Gratified by AvH’s letter.
Sends data on temperature of the sea in the Galapagos, South Pacific, and the Abrolhos Islands.
CD thinks report of a rock imbedded in an iceberg is remarkable; wants to write a note for the [Journal] about it. Asks for location of the sighting and a chart of the Antarctic Sea. [See "Rock seen on an iceberg", Collected papers 1: 137–9.]
Urges JSH to describe Galapagos species in a paper on the flora of the islands.
Has been interested in geographical distribution and would be interested to have a paper by JSH on the general character of flora of Tierra del Fuego and Patagonia.
"I keep on steadily collecting every sort of fact which may throw light on the origin & variation of species."

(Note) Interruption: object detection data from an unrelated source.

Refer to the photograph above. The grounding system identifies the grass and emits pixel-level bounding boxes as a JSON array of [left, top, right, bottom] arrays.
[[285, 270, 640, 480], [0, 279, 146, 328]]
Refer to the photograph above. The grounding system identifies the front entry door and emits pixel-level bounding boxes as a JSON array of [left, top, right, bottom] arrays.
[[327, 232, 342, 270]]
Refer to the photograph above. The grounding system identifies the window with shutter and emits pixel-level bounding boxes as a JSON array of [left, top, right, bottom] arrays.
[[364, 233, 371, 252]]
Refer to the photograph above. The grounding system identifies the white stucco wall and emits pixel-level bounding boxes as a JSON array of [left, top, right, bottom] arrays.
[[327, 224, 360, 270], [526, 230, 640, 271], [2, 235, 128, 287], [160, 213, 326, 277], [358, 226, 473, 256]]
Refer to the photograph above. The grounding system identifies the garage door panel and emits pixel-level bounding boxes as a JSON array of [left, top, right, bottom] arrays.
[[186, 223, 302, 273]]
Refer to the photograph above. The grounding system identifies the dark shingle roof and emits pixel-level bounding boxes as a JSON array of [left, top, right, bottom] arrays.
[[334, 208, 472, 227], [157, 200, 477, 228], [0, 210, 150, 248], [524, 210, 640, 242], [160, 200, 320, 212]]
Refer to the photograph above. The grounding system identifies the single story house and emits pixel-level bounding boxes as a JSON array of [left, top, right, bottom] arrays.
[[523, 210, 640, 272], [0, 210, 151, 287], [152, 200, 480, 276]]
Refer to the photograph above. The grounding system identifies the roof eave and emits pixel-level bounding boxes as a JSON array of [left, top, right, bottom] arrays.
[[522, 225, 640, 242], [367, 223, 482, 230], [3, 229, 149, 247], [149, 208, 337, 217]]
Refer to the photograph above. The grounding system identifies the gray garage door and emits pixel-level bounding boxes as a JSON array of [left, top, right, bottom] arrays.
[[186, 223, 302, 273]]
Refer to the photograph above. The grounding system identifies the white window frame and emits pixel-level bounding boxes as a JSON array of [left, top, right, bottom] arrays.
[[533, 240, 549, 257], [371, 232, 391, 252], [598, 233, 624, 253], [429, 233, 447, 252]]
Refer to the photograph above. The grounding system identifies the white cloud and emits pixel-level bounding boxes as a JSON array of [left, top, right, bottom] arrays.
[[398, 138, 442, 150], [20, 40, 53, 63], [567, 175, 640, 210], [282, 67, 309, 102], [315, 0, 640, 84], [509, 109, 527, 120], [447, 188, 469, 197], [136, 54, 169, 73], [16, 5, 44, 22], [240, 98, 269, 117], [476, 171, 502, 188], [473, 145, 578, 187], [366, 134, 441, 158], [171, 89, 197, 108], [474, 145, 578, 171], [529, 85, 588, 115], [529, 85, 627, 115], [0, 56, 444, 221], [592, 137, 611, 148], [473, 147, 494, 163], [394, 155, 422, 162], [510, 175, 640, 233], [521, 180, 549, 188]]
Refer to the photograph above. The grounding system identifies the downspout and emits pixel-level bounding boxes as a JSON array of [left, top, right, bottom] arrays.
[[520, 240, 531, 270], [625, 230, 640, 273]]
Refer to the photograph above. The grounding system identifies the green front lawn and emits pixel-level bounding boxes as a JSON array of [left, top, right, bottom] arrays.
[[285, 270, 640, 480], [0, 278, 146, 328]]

Asks if WHM would be interested in the meteorological observations of the Falkland Islands made by B. J. Sulivan on a recent survey. Such observations are rare and appear to CD to have many points of interest.
Encloses the Smith, Elder & Co. account for the fourth number now published of the third part of the Zoology.
Sends bird specimens for examination by TCE [for Birds].
Sends specimens of coralline with vermiform holes.
J. Allan’s observations of Aldabra and the Cormoros [see Coral reefs, p. 186] and news of his experiments on the growth of coral.